Seit 1989 hat die IBA nach Auskunft des IBA-Prokuristen Gerhard Seltmann rund zwei Milliarden Mark bewegt. Vom Land flossen etwa 800 Millionen, aus Bundes- und EG-Töpfen kamen noch einmal 700 Millionen hinzu und 500 Millionen Mark investierten nach dieser Rechnung private Unternehmen in IBA-Projekte, vor allem im Wohnungsbereich.

Das größte zusammenhängende Wohnungsbauvorhaben entsteht auf dem Gelände der ehemaligen Zeche „Prosper III“ in Bottrop. Bagger und Planierraupen beackern die 26 Hektar – ungefähr 30 Fußballfelder! – große Brache. Plattgewalzter heller Sand verbreitet sich auf dunklem Grund. Aus dem flachen Gelände erhebt sich ein etwa 12 Meter hoher Hügel. „Monte Belasto“, nennt der Volksmund das aus zusammengeschobenen kontaminierten Böden bestehende künstliche Gebilde. Mit wasserundurchlässigem Kulturboden abgedeckt, zerteilt der „Berg“ das Areal. Hundert architektonisch reizvolle Reihenhäuser, von deren Dächern das Regenwasser nicht mehr in die Kanalisation, sondern über Rückhaltebecken in einen renaturierten Bach fließen soll, sind hier geplant. Geheizt werden die mit möglichst umweltfreundlichem Material gebauten 400 Wohnungen durch Fernwärme. Gründerzentrum, Gewerbepark und Erholungsbereich kommen hinzu und sollen „Arbeiten und Wohnen im Park“ möglich machen. Für die beteiligten Planer stellt der „wie unter einer Käseglocke“ gelagerte Boden keine Gefahr mehr dar. Ganser hält die Sanierung der Altlasten auf Prosper III für „geklärt und gesichert“. Die behauptete Sicherheit werten die örtlichen Grünen als trügerisch. Sie warnen die künftigen Bewohner schon heute vor der versprochenen Gartennutzung.

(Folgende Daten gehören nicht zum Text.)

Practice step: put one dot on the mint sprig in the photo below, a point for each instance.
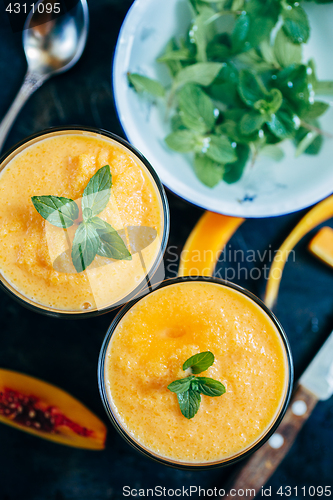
(189, 389)
(94, 236)
(58, 211)
(239, 85)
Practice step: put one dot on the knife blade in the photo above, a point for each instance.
(315, 384)
(318, 377)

Heftiger Streit um Altlasten

Der Streit um die Altlasten steht der IBA noch an vielen Stellen bevor. Manche Sünde der Vergangenheit läßt sich vom künftigen grünen Gewand des Emscherparks wohl nur verschämt bedecken. Auch in der Umgebung des Mechtenbergs gibt es Verdachtsflächen. „Wir durften bisher nicht bohren“, sagte ein Vertreter der Stadt Gelsenkrichen beim Gespräch mit den IBA-Planern. Da man aber keine Wege über Flächen führen dürfe, deren Beschaffenheit man nicht kenne, sei die Planung fraglich. Den Landschaftsarchitekten schrieb der Abgesandte der Stadt dies ins Stammbuch: „Wir haben hier Gesetze zu vollziehen, und daran hat sich auch die IBA zu orientieren.“

Nun, an diesem Einwand wird der Landschaftspark nicht scheitern. Wie auch immer der Streit um „Dornröschenschlösser“, um „Videotope“ und Altlasten ausgeht, auf der Kuppe des Mechtenbergs wartet ein phantastischer Ausblick. Das Revier von oben, eine Landschaft der fundamentalen Gegensätze, nicht nur für Landschaftsarchitekten wie dem Schweizer Dieter Kienast „in dieser extremen Ausformulierung und Dramatik höchst spannend“.